Тут Амад в недоумении всплеснул руками и уставился на Дженнака.
– Что бы это значило, светлый господин? Если бы сказал Митраэль: нарушивший свой обет - грешен, не защитивший доброе - грешен вдвойне, то были бы его слова понятны. Я знал бы, что придется выбирать между тяжким грехом и очень тяжким, и я сделал бы выбор. А так выходит, что Светозарный не посоветовал мне ничего стоящего!
– Посоветовал, - усмехнулся Дженнак, разливая в чаши остатки вина. - Он сказал: не давай глупых обетов и будь свободным, как надлежит человеку. Ибо всякий обет - цепь и оковы, а к чему они? Лишь разум должен направлять нас, разум и сетанна; разум подсказывает, что делать, а сетанна - как. Как сделать нужное, не потеряв лица своего, сохранив достоинство и честь.
Некоторое время сказитель пил вино и размышлял над услышанным. Потом поднял глаза на Дженнака.

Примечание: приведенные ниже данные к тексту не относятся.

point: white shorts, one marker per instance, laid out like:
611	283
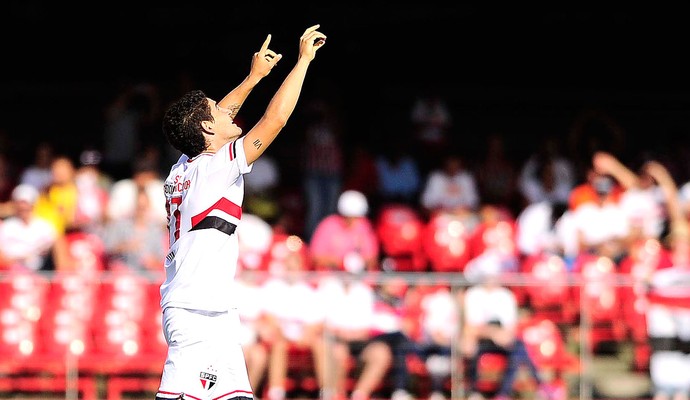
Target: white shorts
205	359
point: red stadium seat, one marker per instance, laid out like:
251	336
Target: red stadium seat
86	252
497	231
65	327
546	346
547	290
399	229
282	246
445	242
22	299
599	297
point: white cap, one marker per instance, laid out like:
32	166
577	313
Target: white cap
25	192
352	203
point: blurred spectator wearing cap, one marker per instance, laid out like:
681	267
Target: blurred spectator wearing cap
450	187
26	239
346	240
602	226
490	312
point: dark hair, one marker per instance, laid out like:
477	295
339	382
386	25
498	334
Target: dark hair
182	123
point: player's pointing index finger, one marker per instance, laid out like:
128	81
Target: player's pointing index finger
311	29
265	45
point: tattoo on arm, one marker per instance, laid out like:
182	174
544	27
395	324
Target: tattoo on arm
234	109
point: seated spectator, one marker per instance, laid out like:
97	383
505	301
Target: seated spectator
490	313
93	189
292	321
137	242
27	240
251	309
439	326
361	174
346	240
450	188
496	174
366	325
399	176
58	201
602	225
546	175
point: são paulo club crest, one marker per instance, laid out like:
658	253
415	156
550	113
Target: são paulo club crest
208	378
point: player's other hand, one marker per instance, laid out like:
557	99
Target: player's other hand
265	59
310	42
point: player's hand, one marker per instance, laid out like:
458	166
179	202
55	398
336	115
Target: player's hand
311	41
265	59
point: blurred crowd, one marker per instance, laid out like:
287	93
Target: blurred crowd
323	214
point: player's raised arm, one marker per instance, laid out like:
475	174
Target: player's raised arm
284	101
263	62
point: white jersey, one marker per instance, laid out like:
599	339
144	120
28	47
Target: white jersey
204	205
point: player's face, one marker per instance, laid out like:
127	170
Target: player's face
224	125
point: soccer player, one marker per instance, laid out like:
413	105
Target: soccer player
204	192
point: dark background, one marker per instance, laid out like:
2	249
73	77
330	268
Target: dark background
521	69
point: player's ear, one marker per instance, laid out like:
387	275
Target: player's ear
207	126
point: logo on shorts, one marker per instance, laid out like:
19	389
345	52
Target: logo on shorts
208	378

– Наверное, я был глупцом, господин, когда давал свой обет… Но сказанного не вернешь! Что же делать теперь? Сражаться или подставить горло под нож? Выходит, Митраэль не направил меня, а лишь укорил, напомнив о совершенной глупости… А что посоветовали бы твои боги?

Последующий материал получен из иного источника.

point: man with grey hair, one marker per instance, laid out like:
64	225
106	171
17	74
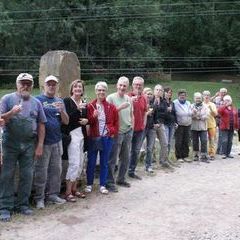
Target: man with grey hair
184	121
122	141
47	177
218	100
140	118
23	141
211	123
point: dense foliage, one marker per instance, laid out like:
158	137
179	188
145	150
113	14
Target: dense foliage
121	36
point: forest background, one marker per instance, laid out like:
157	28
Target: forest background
190	40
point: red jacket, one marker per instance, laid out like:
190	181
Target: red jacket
112	122
224	114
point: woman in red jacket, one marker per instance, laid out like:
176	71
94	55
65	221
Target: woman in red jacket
228	123
103	121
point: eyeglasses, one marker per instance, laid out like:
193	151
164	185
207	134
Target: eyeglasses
28	84
51	84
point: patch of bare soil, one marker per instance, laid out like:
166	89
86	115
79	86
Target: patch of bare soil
195	202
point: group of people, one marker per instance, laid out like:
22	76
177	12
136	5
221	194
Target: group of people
39	131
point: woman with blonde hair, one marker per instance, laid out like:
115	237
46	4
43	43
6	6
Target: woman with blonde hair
77	111
103	122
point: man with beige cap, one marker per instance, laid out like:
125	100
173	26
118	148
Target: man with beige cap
23	136
47	177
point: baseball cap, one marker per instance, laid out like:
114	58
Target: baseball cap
51	78
24	76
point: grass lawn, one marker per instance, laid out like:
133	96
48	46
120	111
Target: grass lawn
191	87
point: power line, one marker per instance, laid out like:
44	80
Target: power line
118	6
117	17
34	57
130	69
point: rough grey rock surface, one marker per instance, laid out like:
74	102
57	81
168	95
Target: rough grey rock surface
62	64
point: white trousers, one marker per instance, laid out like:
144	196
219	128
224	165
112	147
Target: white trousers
75	155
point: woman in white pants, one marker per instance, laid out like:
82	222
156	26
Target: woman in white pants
77	111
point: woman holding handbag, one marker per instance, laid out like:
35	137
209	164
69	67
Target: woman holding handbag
103	121
76	134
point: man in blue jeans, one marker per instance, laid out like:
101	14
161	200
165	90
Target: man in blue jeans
23	141
122	141
140	117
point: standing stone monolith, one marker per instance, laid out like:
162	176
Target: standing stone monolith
62	64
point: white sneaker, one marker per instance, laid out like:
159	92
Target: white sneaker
88	189
40	204
103	190
180	160
55	199
149	170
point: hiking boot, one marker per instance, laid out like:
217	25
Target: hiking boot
196	158
112	188
149	170
187	160
5	215
40	204
133	175
212	158
166	165
180	160
88	189
204	158
124	184
103	190
55	199
25	210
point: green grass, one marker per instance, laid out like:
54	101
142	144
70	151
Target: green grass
191	87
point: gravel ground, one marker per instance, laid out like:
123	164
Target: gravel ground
198	201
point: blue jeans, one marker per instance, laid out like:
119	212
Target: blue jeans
107	143
47	172
227	137
150	135
21	153
137	141
169	130
121	148
220	144
202	136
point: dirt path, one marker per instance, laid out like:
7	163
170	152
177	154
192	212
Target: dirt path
198	201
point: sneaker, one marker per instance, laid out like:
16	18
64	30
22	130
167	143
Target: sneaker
149	170
211	158
133	175
88	189
40	204
5	215
103	190
111	188
205	159
196	158
187	160
55	199
180	160
165	165
124	184
25	210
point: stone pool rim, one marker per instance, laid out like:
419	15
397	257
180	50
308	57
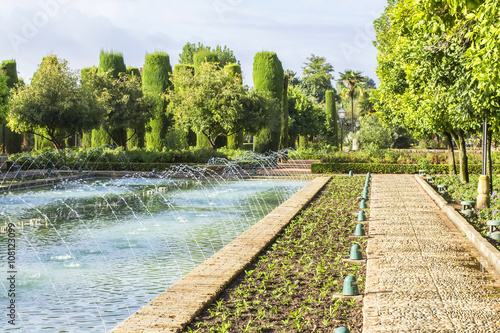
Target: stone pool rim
172	310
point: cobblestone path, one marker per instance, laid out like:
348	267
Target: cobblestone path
422	274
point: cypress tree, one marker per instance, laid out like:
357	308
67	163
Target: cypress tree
113	64
133	71
268	76
13	141
201	56
156	80
235	140
331	116
87	136
136	135
190	136
284	115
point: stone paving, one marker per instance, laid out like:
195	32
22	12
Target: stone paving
422	273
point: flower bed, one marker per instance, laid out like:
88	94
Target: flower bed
290	287
458	192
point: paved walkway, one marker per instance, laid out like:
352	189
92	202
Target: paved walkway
423	275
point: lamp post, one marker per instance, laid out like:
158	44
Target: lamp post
341	117
483	188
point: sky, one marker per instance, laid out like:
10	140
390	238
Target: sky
77	30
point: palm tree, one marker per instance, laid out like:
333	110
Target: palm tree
348	83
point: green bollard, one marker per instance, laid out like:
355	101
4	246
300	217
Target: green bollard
356	252
350	286
359	231
342	329
362	204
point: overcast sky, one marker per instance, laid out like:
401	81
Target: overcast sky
76	30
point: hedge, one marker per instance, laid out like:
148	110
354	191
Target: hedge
372	168
389	168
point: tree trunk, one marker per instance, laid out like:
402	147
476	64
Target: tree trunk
452	169
489	169
459	137
284	116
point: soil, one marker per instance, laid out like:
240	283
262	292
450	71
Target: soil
290	288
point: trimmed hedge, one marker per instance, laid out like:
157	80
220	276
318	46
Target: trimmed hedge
372	167
388	168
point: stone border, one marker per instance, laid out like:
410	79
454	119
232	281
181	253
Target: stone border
482	245
172	310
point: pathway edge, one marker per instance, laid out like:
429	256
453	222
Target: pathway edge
487	250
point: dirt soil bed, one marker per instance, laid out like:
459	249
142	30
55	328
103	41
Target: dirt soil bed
290	287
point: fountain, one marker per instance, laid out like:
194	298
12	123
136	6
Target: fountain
90	251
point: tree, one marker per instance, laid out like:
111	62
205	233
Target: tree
423	69
155	82
317	78
4	94
215	103
305	116
13	140
54	102
331	118
112	64
235	141
223	56
350	81
268	76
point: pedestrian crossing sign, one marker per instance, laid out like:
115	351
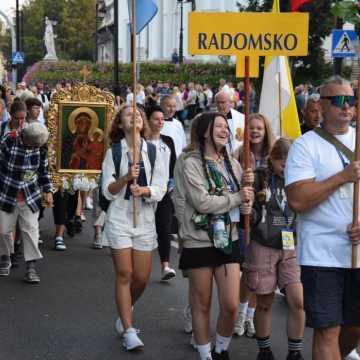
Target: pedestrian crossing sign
344	43
17	57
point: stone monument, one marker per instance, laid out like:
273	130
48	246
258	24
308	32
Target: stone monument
49	39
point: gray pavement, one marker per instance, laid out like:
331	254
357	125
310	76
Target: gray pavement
70	315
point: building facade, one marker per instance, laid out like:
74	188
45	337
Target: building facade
159	39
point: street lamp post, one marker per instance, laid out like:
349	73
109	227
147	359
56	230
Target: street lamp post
96	31
17	15
181	39
116	46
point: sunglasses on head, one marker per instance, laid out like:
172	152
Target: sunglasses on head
340	100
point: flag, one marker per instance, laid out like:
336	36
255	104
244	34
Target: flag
277	100
296	4
145	11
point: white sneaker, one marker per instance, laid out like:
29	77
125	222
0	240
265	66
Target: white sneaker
187	319
354	355
250	328
119	326
131	340
167	273
239	328
89	203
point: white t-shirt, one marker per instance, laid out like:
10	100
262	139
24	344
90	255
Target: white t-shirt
175	130
322	236
165	153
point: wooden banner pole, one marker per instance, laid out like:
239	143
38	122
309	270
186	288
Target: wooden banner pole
356	184
247	162
134	134
279	89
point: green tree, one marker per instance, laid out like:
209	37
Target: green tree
74	30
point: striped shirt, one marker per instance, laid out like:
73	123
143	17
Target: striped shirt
23	169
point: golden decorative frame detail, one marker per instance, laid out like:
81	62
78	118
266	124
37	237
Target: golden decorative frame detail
79	95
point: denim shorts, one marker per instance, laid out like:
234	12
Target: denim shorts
331	296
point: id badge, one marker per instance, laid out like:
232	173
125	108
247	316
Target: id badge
235	215
287	237
346	191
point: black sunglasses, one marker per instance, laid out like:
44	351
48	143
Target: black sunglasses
340	100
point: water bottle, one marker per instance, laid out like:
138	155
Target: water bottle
221	239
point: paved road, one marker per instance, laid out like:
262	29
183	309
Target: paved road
70	314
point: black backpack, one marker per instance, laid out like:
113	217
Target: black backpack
116	149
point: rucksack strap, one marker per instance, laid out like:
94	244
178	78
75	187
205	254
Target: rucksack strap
335	142
116	150
152	157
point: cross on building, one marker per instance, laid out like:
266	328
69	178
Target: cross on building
85	72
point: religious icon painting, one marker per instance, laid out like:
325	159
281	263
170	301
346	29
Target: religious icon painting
79	122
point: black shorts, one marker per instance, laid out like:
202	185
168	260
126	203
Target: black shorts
331	296
192	258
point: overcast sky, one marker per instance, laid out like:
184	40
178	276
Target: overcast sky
8	6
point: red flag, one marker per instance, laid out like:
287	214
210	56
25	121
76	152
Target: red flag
296	4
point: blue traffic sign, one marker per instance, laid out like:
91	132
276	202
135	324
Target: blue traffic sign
17	57
343	43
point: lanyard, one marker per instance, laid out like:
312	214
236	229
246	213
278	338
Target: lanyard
286	208
342	158
344	162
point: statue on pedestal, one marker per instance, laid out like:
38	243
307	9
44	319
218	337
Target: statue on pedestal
49	39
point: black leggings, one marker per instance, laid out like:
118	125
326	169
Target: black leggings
64	207
163	219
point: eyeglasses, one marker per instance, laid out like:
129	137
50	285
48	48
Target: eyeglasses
340	100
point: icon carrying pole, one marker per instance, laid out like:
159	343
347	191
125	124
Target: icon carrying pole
134	134
355	222
247	164
280	116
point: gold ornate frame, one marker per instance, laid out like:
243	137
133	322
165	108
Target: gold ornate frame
80	95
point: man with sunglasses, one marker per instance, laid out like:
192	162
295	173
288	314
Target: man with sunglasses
319	185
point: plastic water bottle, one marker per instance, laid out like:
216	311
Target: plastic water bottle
221	239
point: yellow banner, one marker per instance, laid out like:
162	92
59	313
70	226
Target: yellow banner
253	66
243	34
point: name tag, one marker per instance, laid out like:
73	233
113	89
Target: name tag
235	215
288	241
346	191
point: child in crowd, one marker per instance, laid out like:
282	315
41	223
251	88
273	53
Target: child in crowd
270	260
261	141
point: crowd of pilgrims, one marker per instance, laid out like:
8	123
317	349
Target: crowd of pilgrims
193	189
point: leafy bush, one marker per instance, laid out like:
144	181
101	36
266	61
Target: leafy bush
102	74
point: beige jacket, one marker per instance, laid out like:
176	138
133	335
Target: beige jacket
197	198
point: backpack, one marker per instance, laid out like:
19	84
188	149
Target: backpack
117	153
3	128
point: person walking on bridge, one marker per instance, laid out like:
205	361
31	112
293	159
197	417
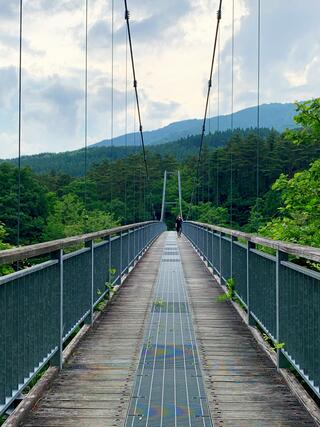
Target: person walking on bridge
179	225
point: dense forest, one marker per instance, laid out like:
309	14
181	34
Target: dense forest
55	204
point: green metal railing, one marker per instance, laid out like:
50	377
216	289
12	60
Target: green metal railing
41	306
282	297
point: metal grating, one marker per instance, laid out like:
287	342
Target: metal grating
168	389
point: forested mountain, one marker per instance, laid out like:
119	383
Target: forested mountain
72	162
273	116
54	205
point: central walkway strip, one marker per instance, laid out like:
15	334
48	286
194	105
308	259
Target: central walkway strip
168	389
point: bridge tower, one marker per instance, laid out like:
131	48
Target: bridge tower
164	202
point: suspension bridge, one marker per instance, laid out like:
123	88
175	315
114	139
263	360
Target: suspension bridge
136	326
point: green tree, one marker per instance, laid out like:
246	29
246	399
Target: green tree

– Мои боги говорили: если в полдень битва, точи клинок на рассвете, - сказал Дженнак.
Сказитель вздохнул.
– Твои боги не любят намеков, и советы их ясней безоблачного неба. Хорошие боги! Может, и не боги вовсе, а мудрые люди, пришедшие к вам в Эйпонну дабы наставить и научить…
– Может, и так…
Они помолчали. Амад с задумчивым видом перебирал струны своей лютни, Дженнак размышлял о том, что, кажется, не он один слышит глас богов. Впрочем, тут не было ничего поразительного или странного; ведь глас богов - голос совести, а совестью одарен каждый, кто следует путем сетанны.

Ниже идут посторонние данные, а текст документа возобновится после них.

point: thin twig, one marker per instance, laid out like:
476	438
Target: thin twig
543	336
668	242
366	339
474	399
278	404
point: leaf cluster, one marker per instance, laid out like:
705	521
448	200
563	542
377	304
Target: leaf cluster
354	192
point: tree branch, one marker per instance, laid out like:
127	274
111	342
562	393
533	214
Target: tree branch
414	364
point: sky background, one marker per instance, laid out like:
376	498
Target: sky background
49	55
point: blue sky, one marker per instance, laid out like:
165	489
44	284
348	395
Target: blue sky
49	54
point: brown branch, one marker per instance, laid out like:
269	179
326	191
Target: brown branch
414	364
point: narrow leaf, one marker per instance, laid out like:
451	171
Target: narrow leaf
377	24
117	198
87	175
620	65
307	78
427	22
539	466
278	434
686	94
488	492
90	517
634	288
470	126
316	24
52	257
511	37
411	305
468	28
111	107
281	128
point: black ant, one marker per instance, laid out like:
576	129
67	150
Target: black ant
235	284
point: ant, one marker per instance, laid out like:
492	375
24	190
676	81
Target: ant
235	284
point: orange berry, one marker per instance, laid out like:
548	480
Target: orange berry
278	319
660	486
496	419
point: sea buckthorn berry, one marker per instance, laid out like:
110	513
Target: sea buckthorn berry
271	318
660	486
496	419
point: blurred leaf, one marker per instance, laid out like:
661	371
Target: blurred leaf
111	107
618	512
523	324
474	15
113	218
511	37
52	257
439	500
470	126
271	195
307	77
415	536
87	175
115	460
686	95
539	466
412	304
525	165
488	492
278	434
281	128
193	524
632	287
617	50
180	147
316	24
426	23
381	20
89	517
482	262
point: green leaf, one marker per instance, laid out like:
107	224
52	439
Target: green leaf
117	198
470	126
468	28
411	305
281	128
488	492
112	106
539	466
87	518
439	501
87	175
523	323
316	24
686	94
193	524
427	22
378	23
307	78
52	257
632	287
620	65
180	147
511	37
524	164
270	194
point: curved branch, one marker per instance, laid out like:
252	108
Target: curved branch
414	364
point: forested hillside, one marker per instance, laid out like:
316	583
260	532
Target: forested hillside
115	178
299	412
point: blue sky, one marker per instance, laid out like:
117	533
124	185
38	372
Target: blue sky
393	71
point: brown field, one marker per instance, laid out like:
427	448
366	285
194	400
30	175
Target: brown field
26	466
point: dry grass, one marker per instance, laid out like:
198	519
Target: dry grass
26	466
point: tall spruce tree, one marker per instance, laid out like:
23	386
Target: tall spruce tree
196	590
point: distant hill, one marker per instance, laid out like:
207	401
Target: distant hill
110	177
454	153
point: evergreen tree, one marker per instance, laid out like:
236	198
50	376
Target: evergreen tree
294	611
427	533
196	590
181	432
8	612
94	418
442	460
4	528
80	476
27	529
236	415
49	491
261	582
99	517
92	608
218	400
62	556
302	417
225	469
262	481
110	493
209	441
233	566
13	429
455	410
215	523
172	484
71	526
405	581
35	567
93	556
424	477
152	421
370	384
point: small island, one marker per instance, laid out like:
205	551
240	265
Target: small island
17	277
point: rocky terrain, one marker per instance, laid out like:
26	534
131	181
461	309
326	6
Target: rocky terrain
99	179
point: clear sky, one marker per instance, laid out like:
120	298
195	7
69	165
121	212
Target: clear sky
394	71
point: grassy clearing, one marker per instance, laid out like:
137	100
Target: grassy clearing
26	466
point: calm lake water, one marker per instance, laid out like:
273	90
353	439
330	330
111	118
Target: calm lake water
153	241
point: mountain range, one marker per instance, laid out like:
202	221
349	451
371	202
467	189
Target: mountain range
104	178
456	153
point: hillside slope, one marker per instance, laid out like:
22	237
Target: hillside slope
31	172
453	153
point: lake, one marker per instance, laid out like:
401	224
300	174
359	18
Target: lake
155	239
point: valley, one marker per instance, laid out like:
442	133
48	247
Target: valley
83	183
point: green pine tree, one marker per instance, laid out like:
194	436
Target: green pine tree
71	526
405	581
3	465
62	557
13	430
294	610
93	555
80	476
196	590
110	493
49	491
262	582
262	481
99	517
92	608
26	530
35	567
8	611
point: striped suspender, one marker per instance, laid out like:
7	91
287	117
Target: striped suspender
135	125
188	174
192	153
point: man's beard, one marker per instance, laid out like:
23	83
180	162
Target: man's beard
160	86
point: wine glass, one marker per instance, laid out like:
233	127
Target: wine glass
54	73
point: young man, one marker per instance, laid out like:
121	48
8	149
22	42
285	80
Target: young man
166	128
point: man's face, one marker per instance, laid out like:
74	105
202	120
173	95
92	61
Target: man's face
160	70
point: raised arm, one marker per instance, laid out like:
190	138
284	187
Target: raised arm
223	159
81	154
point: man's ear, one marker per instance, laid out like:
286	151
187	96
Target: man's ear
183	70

Наконец Амад нарушил молчание.
– Скажи, мой господин, то дело, что положено тебе исполнить, справедливое? То, за чем послал тебя премудрый Че Чантар?
– Избежать смерти и сохранить жизнь для многих - есть ли деяние справедливее? И мудрее?
– Да, ты прав, - сказитель извлек тревожный аккорд и отложил лютню. - Но вот я чего не понимаю, светлый господин: враги твои собрали воинов, и заключили союз, и приготовили оружие - зачем же им Книга Пророчеств? Ведь ваши боги и так не запрещают воевать?